Danyael dragged a hand over his face. How many could he save before his strength gave out? Not enough. "I can stabilize the critically injured, but we'll need to get them to a hospital."
The general nodded. "Is the compound clear?"
"We think so. There may be more injured men in the two damaged barracks."
The general turned to look at his exhausted men. "Jackson, take two with you and clear out Barracks B. Martin, you and two others are on Barracks D. Bring the injured to the infirmary. Danyael can triage them there. Erich, you're on the APC---round trips to the army hospital. The most critical will go first."
Danyael glanced at Peter Dieter. "Can you call the hospital? They'll need to know that we're coming in with at least twenty people."
Peter nodded and sat at the communications console.
While Peter worked, Danyael moved among the wounded. By the time he pulled the sixth soldier back from the brink of death, his head was reeling, and his stomach pitched with nausea. He took a moment to brace himself before slowly pushing to his feet. Reyes, concern pasted over his haggard features, took a step toward him, but it was Zara who caught Danyael, dragging him upright when he could barely make it off his knees.
He pulled away from her, but she did not let him go. Instead, she snorted in his ear, "Don't be a stubborn prick. Take a break. Catch your breath before you heal someone else."
"I'm fine."
"We both know you're not.
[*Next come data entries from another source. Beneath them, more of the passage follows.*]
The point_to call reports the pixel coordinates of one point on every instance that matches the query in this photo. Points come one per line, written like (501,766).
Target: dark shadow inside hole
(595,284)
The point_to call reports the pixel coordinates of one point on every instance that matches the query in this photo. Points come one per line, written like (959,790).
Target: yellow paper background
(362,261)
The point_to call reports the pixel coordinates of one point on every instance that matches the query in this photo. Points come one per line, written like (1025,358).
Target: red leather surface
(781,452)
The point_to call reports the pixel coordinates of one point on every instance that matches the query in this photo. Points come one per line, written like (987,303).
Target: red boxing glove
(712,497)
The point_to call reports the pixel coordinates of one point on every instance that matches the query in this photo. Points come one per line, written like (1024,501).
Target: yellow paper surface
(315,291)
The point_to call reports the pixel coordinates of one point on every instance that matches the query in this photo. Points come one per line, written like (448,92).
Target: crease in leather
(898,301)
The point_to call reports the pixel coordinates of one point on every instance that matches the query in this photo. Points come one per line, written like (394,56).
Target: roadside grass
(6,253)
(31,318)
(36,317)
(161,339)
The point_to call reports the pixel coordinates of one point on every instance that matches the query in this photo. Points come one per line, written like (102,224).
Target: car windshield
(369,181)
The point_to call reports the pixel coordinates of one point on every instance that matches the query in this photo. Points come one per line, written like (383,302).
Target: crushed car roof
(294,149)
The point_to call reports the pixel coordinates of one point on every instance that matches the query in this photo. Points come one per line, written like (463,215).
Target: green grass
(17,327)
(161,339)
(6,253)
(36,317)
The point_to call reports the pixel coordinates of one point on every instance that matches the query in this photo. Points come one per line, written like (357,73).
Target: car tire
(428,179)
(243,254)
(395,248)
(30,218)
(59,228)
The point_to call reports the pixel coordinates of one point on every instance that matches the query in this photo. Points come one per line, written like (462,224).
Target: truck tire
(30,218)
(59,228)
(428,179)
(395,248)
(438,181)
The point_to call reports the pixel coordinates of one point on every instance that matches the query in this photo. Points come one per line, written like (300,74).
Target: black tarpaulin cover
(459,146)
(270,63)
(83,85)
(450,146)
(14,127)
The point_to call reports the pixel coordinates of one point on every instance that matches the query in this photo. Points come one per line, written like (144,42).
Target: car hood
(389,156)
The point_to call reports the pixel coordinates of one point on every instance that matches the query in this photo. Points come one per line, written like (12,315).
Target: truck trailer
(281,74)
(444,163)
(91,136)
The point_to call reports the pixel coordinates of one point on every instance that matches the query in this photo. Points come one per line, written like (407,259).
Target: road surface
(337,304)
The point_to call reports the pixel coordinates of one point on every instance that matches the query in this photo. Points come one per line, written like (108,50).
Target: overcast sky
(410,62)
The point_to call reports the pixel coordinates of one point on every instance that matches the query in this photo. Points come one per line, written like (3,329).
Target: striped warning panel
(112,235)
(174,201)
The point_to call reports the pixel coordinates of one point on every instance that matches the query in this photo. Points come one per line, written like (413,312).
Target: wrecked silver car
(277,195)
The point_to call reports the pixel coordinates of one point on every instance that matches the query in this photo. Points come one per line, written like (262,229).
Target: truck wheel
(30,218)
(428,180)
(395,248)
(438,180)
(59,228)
You don't have to act strong around me."
A sigh escaped him. "I can't afford to be weak, either, so where does that leave me?" Danyael slumped in a chair and buried his face in his hands. "I just need a few minutes."
Peter cursed aloud. He yanked off his headset and slammed it down on his desk. "The area h
ospitals are filled, and the army hospital is stepping up to handle the overflow. The army says we can bring our soldiers there, but they're overwhelmed. It's going to be---"
Danyael looked up. "Wait, what do you mean the hospitals are filled?" Miriya?
I don't have time for you right now.
Make the time. What's happening?
Sakti's everywhere. The attack on the National Mall pulled the emergency responders out there, and then all hell broke loose elsewhere. Sakti is all over D.C. They're breaking into homes and killing parents in front of their children. The police can't respond quickly enough, and the phone lines are jammed. Telepathy is the only damn thing that still works.
And the council?
We're doing the best we can, but we're outnumbered. Can the assault group help?
The assault group was the first to get hit. We've probably got ten or twelve left standing. Galahad and Zara are with me; they're fine.
We could use everyone. There's too much ground to cover. Sakti is moving in teams of twos and threes---big enough to do major damage to unsuspecting families, but small enough to avoid detection. We don't know how to corral them. They've been seen as far north as McLean.
Danyael's eyes widened. Lucien?
He's probably fine. He's got a security team. It's everyone else I'm worried about. Tell Zara that Laura's fine, too. Xin grabbed Laura and her babysitter from Zara's townhouse when she heard that Sakti was behind the attacks. Laura's safe with us at the council HQ, if any place can be considered safe.
We'll join you at the council as soon as we can. Danyael looked up and met Zara's quizzical gaze. "We have to go. The city's under attack---Laura's fine, she's with the council."
The general asked quietly. "How do you know this?"
"Miriya Templeton."
"The alpha telepath? The enforcer from the council? You've been in mental contact with her all this time?" The general's blue eyes were cold. His hands curled, ready to strike.